You insult me by assuming that I resort to a “mental crutch”. This is not sound thinking on your part. You are simply making assumptions about me, and not engaging with argument and evidence.
I find it ironic that atheists complain that some theists assume that atheists secretly believe in God, but are in denial. And yet atheists are guilty of the very same thing! I think of the billboards in parts of America prior to Christmas a few years ago proclaiming…”You know it’s a myth…” concerning the nativity story of Jesus Christ. They can say “We think it’s a myth…”, but it is dishonest and intellectually invalid to say to complete strangers: “YOU KNOW it’s a myth…” In the same way, you assume that my belief in God is the result of a certain kind of behaviour – the need for a “mental crutch”. If you are going to go down that path, then don’t complain when theists make assumptions about the motives of atheists!

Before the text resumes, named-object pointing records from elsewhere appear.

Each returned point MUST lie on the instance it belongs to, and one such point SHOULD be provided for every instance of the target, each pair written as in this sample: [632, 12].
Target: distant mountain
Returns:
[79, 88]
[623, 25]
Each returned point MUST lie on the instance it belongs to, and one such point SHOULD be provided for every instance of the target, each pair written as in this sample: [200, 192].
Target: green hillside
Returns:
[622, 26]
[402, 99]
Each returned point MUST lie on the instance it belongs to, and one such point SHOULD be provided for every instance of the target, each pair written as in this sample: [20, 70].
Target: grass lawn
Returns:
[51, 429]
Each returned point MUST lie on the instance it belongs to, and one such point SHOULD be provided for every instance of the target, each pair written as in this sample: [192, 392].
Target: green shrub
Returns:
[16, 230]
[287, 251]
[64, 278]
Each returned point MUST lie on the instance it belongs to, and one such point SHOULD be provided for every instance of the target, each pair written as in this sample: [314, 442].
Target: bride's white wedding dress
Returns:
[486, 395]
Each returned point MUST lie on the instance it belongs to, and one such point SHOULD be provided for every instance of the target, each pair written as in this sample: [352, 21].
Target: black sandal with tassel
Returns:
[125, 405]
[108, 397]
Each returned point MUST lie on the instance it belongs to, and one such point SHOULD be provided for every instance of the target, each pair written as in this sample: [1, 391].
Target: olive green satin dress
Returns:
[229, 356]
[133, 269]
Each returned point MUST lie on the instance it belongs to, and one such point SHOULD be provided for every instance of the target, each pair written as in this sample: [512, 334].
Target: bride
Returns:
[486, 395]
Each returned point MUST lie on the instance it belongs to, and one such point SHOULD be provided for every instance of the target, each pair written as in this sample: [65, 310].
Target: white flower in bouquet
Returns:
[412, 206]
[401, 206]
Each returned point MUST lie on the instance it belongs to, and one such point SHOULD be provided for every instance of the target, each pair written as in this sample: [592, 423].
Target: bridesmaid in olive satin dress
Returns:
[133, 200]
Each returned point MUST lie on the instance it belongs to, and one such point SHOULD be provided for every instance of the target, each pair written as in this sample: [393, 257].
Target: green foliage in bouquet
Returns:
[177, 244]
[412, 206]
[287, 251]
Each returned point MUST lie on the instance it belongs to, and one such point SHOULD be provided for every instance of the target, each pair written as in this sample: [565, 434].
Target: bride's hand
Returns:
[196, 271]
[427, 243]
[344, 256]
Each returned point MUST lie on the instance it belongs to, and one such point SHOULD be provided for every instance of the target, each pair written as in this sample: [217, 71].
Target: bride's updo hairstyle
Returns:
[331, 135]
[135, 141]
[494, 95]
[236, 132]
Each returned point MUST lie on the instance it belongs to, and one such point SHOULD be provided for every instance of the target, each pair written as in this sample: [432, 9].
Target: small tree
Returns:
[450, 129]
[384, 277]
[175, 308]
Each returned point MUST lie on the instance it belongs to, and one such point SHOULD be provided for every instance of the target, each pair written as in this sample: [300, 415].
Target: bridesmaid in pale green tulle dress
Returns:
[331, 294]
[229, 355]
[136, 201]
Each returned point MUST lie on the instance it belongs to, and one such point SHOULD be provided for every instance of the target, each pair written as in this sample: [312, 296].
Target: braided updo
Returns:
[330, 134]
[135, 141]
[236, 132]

Finally, the point raised by SmartLX concerning burden of proof. This is a common argument, but it assumes that atheism is a kind of default position or null hypothesis. This is not the case, actually. There is a philosophical and metaphysical basis to atheism, which itself bears a burden of proof. Although some atheists may claim to believe in some kind of supernatural reality, they either have no basis to criticise the views of theists, or their idea of the supernatural is merely an add-on to the natural and is driven by the natural. The vast majority of atheists (at least those who seem to articulate their opposition to theism) clearly subscribe to the philosophy of naturalism. This is a definite claim about the nature of reality, from which flow a wide range of explanations (or, as I would see it, attempts at explanation). Furthermore, the idea of a personal, conscious, intelligent creator (the basic definition of ‘God’) is not a trivial idea. A trivial idea would be Russell’s teapot and all the variations on that theme so beloved of some people in the atheist community (FSM, invisible pink unicorn etc), because no implications flow from it. Profound implications flow from the idea of God, and therefore also flow from the denial of that idea. Therefore there is a burden of proof both on the affirmation and on the denial of that idea. There is therefore an onus on atheists to explain to us – honestly, robustly and consistently – how everything in reality can be explained purely materialistically. I could give many reasons why I don’t accept these (in my view highly speculative) explanations, but I think I have written enough for now.